Employment law study topics
The following are the main topics students will learn in this unit:
Getting to know the legal system
During this process, you will learn the objectives and aims of employment regulation in a particular company. Students can refer to UK, Ireland, and EU regulations, and international students can also learn about employment regulations in their home countries. Legal systems are meant to promote social justice, fairness, and employee protections in the workplace. When these beliefs are not followed within the workplace, the tribunal and the court system are called upon to make decisions based on the legal laws and the specifics of the claims. Therefore, the legal system must be utilized to resolve arguments. In conflict resolution, different methods are used, such as early reconciliation, mediation, and arbitration.
Keeping discrimination at bay
A section in this book explores ways to avoid discrimination, particularly during the recruitment and selection of employees. Employers are responsible for relating to the protected characteristics in the Equality Act 2010 to ensure that no employee or candidate seeking employment will be treated less favourably. Learners have the opportunity to distinguish between direct discrimination, indirect discrimination, and discrimination by association.
Students can learn about different aspects of contract law and the different elements of a contract, including an offer, acceptance, consideration of parties, and intent to bind the parties to the contract.
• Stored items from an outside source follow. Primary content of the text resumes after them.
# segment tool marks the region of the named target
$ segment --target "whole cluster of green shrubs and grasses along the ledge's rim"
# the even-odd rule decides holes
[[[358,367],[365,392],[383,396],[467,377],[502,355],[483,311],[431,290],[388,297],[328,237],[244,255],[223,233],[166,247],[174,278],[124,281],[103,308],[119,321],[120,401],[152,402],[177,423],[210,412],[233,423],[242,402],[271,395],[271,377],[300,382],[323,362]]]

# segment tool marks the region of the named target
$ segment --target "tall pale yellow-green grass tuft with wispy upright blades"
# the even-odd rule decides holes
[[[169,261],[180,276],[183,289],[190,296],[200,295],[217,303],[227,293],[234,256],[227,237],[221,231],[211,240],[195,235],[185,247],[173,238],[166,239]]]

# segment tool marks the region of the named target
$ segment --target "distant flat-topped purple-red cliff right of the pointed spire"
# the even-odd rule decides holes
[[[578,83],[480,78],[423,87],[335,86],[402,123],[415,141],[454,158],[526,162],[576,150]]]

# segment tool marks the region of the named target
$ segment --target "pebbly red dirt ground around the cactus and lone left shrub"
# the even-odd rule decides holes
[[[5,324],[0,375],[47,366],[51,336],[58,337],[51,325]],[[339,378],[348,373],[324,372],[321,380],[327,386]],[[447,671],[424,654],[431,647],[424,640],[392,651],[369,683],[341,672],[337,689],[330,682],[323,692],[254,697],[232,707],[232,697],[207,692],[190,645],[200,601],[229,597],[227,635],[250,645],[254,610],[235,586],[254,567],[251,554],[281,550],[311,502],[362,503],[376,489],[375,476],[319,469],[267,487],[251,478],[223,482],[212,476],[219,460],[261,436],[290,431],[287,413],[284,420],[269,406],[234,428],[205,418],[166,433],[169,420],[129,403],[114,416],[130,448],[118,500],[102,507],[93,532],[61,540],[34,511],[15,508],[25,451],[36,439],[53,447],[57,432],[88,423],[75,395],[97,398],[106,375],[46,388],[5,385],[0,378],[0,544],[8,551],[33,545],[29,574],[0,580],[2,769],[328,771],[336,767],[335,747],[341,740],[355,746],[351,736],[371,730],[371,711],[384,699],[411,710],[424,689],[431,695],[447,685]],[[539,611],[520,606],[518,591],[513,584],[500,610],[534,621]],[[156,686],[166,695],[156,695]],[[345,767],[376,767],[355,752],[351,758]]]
Additionally, students are taught to distinguish between the express and implied terms. Finally, they need to understand that contracts can be changed through the flexibility clause.
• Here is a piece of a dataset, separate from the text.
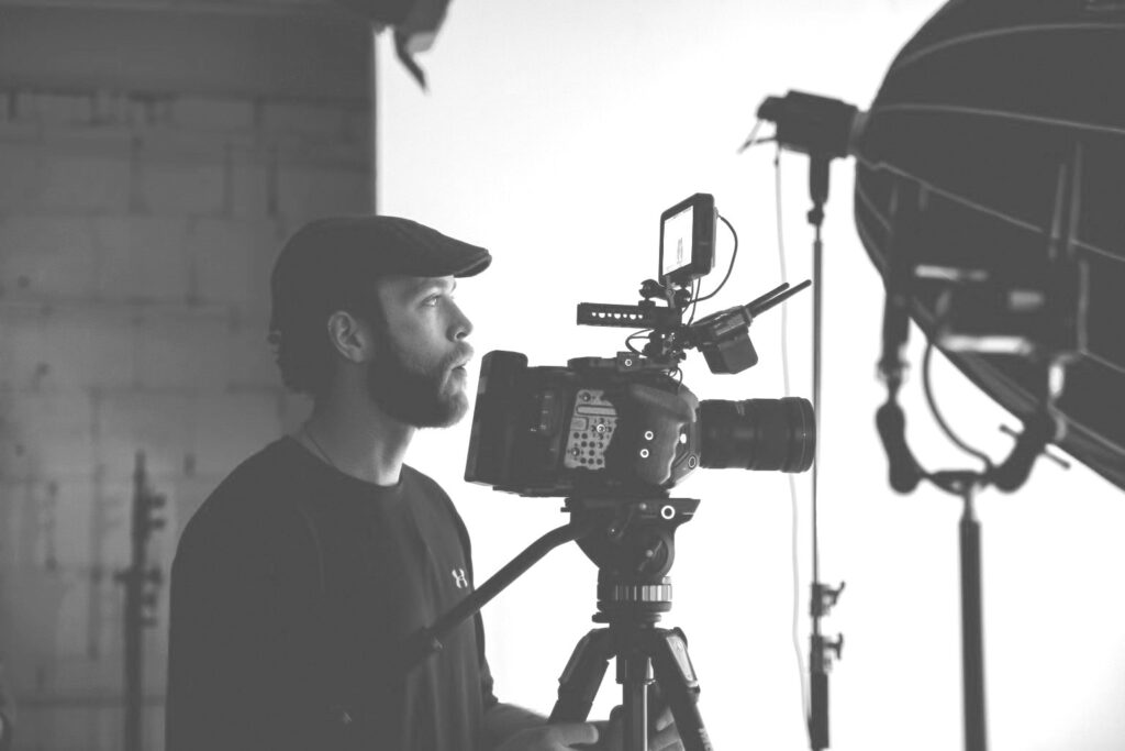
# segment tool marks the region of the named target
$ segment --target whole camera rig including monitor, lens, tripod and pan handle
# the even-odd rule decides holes
[[[547,551],[577,542],[598,569],[594,620],[609,627],[578,643],[550,722],[585,719],[615,659],[627,751],[648,748],[650,690],[670,708],[686,751],[712,749],[686,637],[678,628],[656,627],[672,608],[675,531],[699,507],[698,499],[668,498],[668,491],[699,466],[804,472],[814,455],[816,419],[807,400],[700,401],[682,383],[680,363],[692,348],[712,373],[754,366],[750,323],[810,284],[783,284],[694,322],[695,304],[722,288],[737,257],[738,235],[722,218],[735,242],[730,269],[714,292],[699,296],[699,280],[714,268],[720,218],[709,195],[676,204],[660,216],[659,277],[641,285],[641,302],[578,305],[579,324],[639,329],[626,340],[628,351],[575,358],[566,367],[528,367],[520,352],[485,355],[465,479],[522,495],[566,495],[570,520],[416,640],[432,649],[436,634]],[[646,334],[642,349],[631,346]]]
The redundancy of workers within an organization causes changes, and business transfers also result in organizational changes. Employment Rights Act 1996 and Trade Union and Labour Relations Consolidation Act 1992 apply to determine whether an employee is entitled to redundancy. These processes must be followed to ensure that redundancies are necessary, and employees should also be consulted. A TUPE law identifies with the employee’s right to the terms of employment, continuity of employment, and benefits even when the business is transferred.
The National Minimum Wage Act 1998 guarantees minimum wages to employees in any organization. Furthermore, they have a right to leave under the Working Time Regulation 1998 and work time under the Working Time Directive. In addition to maternity leave and paternity leave, employees are entitled to take off days to care for family and friends in times of need. The Health and Safety at Work 1974 regulation provides employees with the right to a safe working environment to be well protected. There is an implied duty on employers to promote fairness, respect, and adhere to the psychological contract terms developed between them and the employees. In addition to this right, employees also have a right to associate under Article 11 of the Human Rights Act.
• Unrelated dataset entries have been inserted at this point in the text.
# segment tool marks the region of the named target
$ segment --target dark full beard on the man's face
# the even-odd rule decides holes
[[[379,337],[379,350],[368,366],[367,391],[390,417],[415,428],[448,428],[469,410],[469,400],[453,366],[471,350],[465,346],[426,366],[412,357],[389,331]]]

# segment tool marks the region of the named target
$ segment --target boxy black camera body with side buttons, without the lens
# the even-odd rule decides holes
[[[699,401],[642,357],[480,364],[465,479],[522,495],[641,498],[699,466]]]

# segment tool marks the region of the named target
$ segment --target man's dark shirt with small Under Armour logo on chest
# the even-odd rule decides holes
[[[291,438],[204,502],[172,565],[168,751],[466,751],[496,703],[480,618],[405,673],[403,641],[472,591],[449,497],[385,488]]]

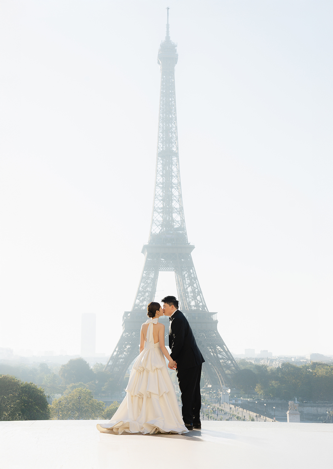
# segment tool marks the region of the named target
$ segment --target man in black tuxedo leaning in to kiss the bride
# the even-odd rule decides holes
[[[204,357],[196,344],[189,321],[178,309],[174,296],[162,299],[165,316],[169,316],[170,356],[176,362],[177,378],[182,393],[182,417],[188,430],[200,429],[200,378]]]

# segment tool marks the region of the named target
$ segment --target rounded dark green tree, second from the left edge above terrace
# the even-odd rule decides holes
[[[23,420],[49,420],[50,409],[44,389],[33,383],[21,384],[21,414]]]

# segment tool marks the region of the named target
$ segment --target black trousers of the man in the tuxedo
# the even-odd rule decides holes
[[[201,367],[194,366],[192,368],[177,368],[177,378],[179,389],[182,393],[182,417],[184,424],[192,425],[200,423],[200,378]]]

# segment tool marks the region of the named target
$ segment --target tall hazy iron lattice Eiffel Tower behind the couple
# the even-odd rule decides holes
[[[161,42],[158,63],[161,69],[159,133],[156,179],[150,237],[144,244],[144,268],[131,311],[123,315],[123,333],[106,364],[120,384],[130,363],[138,355],[140,327],[146,320],[147,305],[154,301],[159,272],[175,273],[179,309],[189,320],[205,363],[202,373],[205,385],[227,386],[239,370],[217,330],[216,313],[208,311],[202,294],[189,244],[179,170],[174,67],[178,60],[177,45],[169,35],[167,8],[166,38]],[[170,295],[173,293],[170,292]],[[166,324],[168,344],[168,323]]]

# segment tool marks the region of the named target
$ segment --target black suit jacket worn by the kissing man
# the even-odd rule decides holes
[[[177,363],[177,368],[187,369],[204,363],[189,321],[180,310],[170,317],[169,347],[170,356]]]

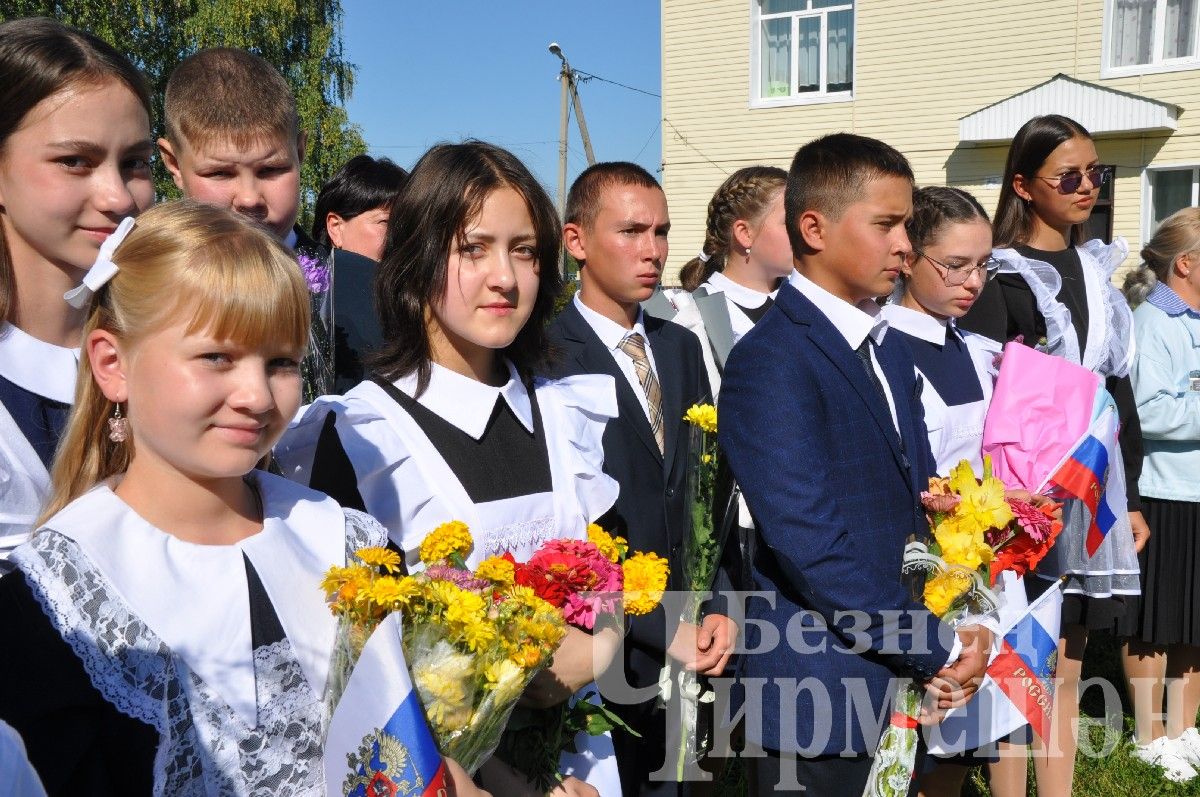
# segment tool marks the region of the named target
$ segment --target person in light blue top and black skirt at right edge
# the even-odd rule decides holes
[[[1138,755],[1184,780],[1200,767],[1200,208],[1169,216],[1126,277],[1136,305],[1133,388],[1146,435],[1139,489],[1154,529],[1139,611],[1118,623]],[[1134,687],[1136,684],[1136,688]],[[1146,685],[1148,684],[1148,688]],[[1169,685],[1168,685],[1169,684]],[[1164,712],[1165,691],[1165,721]],[[1171,761],[1174,753],[1187,767]],[[1175,766],[1169,766],[1174,763]]]

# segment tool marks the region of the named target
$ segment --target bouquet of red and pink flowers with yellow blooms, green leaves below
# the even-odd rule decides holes
[[[667,586],[666,559],[655,553],[630,553],[624,538],[595,523],[588,526],[587,541],[551,540],[514,568],[516,583],[528,586],[559,609],[568,623],[588,631],[617,622],[622,605],[628,615],[652,612]],[[617,727],[637,735],[594,694],[574,705],[518,708],[498,755],[538,789],[550,791],[562,780],[559,756],[578,751],[575,738],[580,732],[599,736]]]

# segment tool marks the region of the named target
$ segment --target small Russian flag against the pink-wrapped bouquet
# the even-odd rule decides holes
[[[1116,456],[1118,429],[1116,405],[1105,391],[1098,394],[1097,405],[1097,412],[1087,432],[1046,479],[1052,486],[1054,497],[1078,498],[1091,513],[1092,521],[1084,543],[1088,556],[1096,555],[1112,525],[1116,523],[1116,513],[1110,505],[1112,501],[1116,498],[1122,505],[1124,504],[1124,496],[1115,495],[1123,493],[1123,490],[1120,487],[1109,490],[1114,477],[1110,466],[1120,462]]]

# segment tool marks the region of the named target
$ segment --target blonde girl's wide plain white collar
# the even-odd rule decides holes
[[[74,540],[163,641],[251,727],[257,725],[245,556],[254,565],[305,679],[319,697],[337,623],[320,580],[346,563],[346,519],[331,498],[252,472],[263,531],[235,545],[196,545],[162,532],[101,484],[43,528]]]

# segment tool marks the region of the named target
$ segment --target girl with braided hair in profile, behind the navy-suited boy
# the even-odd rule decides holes
[[[721,184],[708,203],[704,245],[679,271],[683,289],[652,298],[646,310],[696,332],[715,397],[730,349],[774,302],[792,272],[784,218],[787,172],[748,166]]]

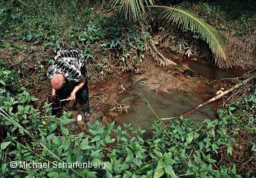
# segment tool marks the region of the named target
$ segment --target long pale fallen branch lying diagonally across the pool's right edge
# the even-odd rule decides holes
[[[182,116],[183,117],[187,117],[188,115],[191,115],[193,112],[197,111],[198,109],[200,109],[201,107],[206,106],[207,104],[210,104],[213,101],[216,101],[219,98],[222,98],[222,96],[225,96],[227,93],[230,93],[231,91],[235,90],[236,88],[241,87],[242,85],[246,84],[247,82],[249,82],[250,80],[254,79],[255,76],[250,77],[249,79],[246,79],[240,83],[238,83],[237,85],[233,86],[233,88],[230,88],[228,90],[225,90],[225,92],[220,93],[217,96],[214,96],[214,98],[209,99],[208,101],[204,102],[203,104],[199,104],[197,107],[195,107],[192,110],[189,110],[188,112],[185,112]]]

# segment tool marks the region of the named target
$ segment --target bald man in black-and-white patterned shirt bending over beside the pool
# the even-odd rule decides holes
[[[77,100],[86,117],[90,117],[89,88],[86,66],[80,50],[62,49],[54,57],[47,76],[52,86],[52,96]]]

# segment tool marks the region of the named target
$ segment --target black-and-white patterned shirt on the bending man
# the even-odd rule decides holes
[[[47,76],[51,79],[54,74],[64,74],[67,80],[79,82],[82,77],[80,68],[83,65],[83,54],[80,50],[59,50],[47,71]],[[83,76],[86,78],[87,74]]]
Employers must follow the proper procedure to address misconduct and capability issues when dismissing an employee. Making decisions on dismissal is more equitable if employers follow the proper procedure. It is essential for students taking the employment law course to know that there are five justified reasons for dismissal, which include misconduct, capability, redundancy, and breach of statutory restriction. They should also know that any other reason they choose should be genuine and fair to both the employee and employer. During the disciplinary hearing process, employees are allowed to be accompanied before their dismissal. Students should become familiar with the roles played by parties accompanying employees at hearings.
During this unit, what will learners learn?
When learners have completed the course and passed the EML assessment, they will be able to:
- The student has understood employment law, its aims and objectives, and how it is enforced at work.
- Learned best practices and legal compliances in several HR activities, including selection, recruitment, equal pay, management of employees per the law, legal disciplinary procedures and matters, and performance management.
- Understand the complexities involved in fulfilling HR roles in a legal manner
- Understand how to treat employees following the law
Assessment of the 5EML
Upon completing the unit, learners will be required to complete an assessment where they will be required to write a booklet with specific questions about the issues discussed above.